While plaintiffs could have proceeded under section 72, an alternative, and more specific, remedy is provided in section 36(a):
"The Commission shall have power to investigate whether or not such supplemental schedule correctly specifies such additional charge, but shall have no power to suspend such supplemental schedule. If the Commission finds, after a hearing, that such supplemental schedule does not correctly specify such additional charge, it shall by order require a refund to the appropriate customers of the excess, if any, with interest, in such manner as it shall deem just and reasonable, and in and by such order shall require the utility to file an amended supplemental schedule corresponding to the finding and order of the Commission." (Emphasis added.) Ill. Rev. Stat. 1977, ch. 111 2/3, par. 36(a).
In contrast to the majority's statement that the customer's only remedy is a refund, this section clearly grants the Commerce Commission authority to investigate the "additional charge," hold hearings on the matter, order refunds with interest, and require the utility to file an amended supplemental schedule in accordance with the Commission's findings. It is difficult to conceive of a more complete and adequate remedy.
The majority's concern about the Commission's lack of power to "suspend the additional charge" is misplaced. Although the Commission is given the power to suspend certain rate schedules in section 36 of the Public Utilities Act, but not in section 36(a), this in no way impairs the effectiveness of the remedies provided in section 36(a). The procedure for suspension of a proposed rate change is set forth in section 36 as follows:
"Whenever there shall be filed with the Commission any schedule stating an individual or joint rate or other charge * * * the Commission shall have power * * * to enter upon a hearing concerning the propriety of such rate or other charge * * * and pending the hearing and decision thereon, such rate or other charge * * * shall not go into effect. * * * All such rates or other charges * * * not so suspended shall, on the expiration of 30 days from the time of filing the same with the Commission * * * go into effect and be the established and effective rates or other charges * * *." (Ill. Rev. Stat. 1977, ch. 111 2/3, par. 36).
The language was interpreted in Antioch Milling Co. v. Public Service Co. (1954), 4 Ill.2d 200, 204, to mean "that the commission shall analyze a proposed rate change, and reach a conclusion as to whether it is to be permitted to go into effect without a formal hearing, or whether it is to be suspended until a formal hearing has been had."
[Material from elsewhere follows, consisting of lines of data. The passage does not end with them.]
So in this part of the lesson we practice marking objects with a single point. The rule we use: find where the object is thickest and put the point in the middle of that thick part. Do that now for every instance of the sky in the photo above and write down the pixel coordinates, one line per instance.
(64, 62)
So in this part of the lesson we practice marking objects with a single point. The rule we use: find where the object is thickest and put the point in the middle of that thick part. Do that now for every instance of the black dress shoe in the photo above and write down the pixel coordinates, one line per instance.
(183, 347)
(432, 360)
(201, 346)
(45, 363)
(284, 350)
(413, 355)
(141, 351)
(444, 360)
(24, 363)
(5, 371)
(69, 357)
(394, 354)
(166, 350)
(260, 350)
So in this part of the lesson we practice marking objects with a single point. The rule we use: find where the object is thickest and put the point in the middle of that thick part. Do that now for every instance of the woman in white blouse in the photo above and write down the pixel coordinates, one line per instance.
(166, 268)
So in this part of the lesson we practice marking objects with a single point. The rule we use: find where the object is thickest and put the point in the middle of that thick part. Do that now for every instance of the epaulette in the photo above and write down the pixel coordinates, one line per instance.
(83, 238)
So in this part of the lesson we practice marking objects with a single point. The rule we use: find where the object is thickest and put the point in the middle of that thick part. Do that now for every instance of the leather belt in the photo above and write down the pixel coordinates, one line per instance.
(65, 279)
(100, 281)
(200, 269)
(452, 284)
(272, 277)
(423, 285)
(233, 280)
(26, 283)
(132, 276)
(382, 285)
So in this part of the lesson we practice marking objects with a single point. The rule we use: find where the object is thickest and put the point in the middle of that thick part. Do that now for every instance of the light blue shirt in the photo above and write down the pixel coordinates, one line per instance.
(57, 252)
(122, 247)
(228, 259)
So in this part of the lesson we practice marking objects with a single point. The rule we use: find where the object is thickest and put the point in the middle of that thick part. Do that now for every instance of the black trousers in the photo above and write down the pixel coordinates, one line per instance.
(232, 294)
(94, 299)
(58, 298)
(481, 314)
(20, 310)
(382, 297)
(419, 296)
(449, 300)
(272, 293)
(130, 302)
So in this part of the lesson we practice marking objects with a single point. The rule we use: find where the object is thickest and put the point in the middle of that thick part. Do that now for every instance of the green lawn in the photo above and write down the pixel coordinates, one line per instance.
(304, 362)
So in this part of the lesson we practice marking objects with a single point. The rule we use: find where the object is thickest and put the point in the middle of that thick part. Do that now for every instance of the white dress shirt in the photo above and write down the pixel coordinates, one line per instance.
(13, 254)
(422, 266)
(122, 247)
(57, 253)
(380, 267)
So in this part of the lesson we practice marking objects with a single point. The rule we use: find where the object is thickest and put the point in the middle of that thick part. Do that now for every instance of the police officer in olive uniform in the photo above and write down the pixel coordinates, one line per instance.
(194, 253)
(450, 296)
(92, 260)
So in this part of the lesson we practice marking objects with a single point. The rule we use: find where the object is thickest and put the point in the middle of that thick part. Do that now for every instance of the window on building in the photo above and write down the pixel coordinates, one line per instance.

In contrast, section 36(a) provides that the supplemental schedule specifying the "additional charge" becomes effective upon filing and may not be suspended by the Commission. All this means, however, is that the supplemental schedule is effective pending any investigation and hearing by the Commission. If, after a hearing, the Commission determines that the supplemental schedule does not specify correctly the additional charge, it has the power to order a refund with interest and can require the utility to file an amended supplemental schedule correctly stating the additional charge. Despite the Commission's lack of authority to suspend the supplemental schedule pending a hearing thereon, it can hardly be said that the plaintiffs lack an adequate remedy before the Commission.
Therefore, I would require the plaintiffs to exhaust their administrative remedies before the Commerce Commission.
MR. JUSTICE RYAN joins in this dissent.